The US had recognised India as a "major defence partner" in a joint statement issued after Modi held talks with President Barack Obama which supported defence-related trade and technology transfer to the country which would now be treated on par with America's closest allies.
NDAA was passed by the Senate with an overwhelming bipartisan vote of 85-13. But some of the key amendments including the (SA 4618) even though they had bipartisan support could not be passed by the Senate.
"The (Senate) amendment (No 4618) was not adopted to the NDAA," a Congressional aide told PTI.
Without specifically mentioning this particular legislative move on India, McCain expressed disappointment that many key amendments could not see the light of day.
"I regret that the Senate was unable to debate and vote on several matters critical to our national security, many of which enjoyed broad bipartisan support," McCain said in a statement.
"In particular, I am deeply disappointed the Senate was not able to increase the number of special immigrant visas for Afghans who risked their lives to help America in a time of war, and whose lives are still at risk today," he said.
"Too often throughout this process, a single senator was able to bring the Senate's work on our national defence to a halt.

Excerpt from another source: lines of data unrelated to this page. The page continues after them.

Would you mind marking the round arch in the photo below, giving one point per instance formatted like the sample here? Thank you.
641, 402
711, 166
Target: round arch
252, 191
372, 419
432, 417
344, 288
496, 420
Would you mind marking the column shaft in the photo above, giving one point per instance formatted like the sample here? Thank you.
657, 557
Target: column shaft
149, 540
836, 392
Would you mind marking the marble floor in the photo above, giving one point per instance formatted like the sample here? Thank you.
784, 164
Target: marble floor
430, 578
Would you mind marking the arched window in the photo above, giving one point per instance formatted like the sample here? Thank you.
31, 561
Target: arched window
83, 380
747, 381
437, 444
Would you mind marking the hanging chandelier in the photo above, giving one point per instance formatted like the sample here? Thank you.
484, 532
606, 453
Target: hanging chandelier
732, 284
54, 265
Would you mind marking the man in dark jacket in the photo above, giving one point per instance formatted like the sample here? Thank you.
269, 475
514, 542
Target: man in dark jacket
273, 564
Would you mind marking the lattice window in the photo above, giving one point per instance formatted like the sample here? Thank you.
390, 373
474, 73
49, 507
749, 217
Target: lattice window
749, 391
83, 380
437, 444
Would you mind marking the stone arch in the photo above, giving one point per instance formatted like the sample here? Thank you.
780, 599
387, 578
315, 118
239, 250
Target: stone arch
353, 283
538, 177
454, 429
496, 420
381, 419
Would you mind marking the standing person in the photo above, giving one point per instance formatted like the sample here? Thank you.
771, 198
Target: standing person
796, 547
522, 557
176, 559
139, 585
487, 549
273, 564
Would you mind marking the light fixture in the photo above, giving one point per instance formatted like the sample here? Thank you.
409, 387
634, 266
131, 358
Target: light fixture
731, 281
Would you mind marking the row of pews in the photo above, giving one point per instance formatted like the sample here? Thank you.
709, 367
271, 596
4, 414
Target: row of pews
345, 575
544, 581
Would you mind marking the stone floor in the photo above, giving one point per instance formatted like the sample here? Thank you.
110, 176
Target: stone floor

This was a breakdown in the decorum of the Senate, and one that will have serious consequences," McCain said.
The McCain amendment said that the relationship between the United States and India has developed over the past two decades to become a multifaceted, global strategic and defence partnership rooted in shared democratic values and the promotion of mutual prosperity, greater economic cooperation, regional peace, security, and stability.
As such it asked the president to such actions as may be necessary "to recognise the status of India as a global strategic and defence partner" of the US through appropriate modifications to defence export control regulations.
It also asked the president to approve and facilitate the transfer of advanced technology in the context of, and in order to satisfy, combined military planning with the Indian military for missions such as humanitarian assistance and disaster relief, counter piracy, and maritime domain awareness.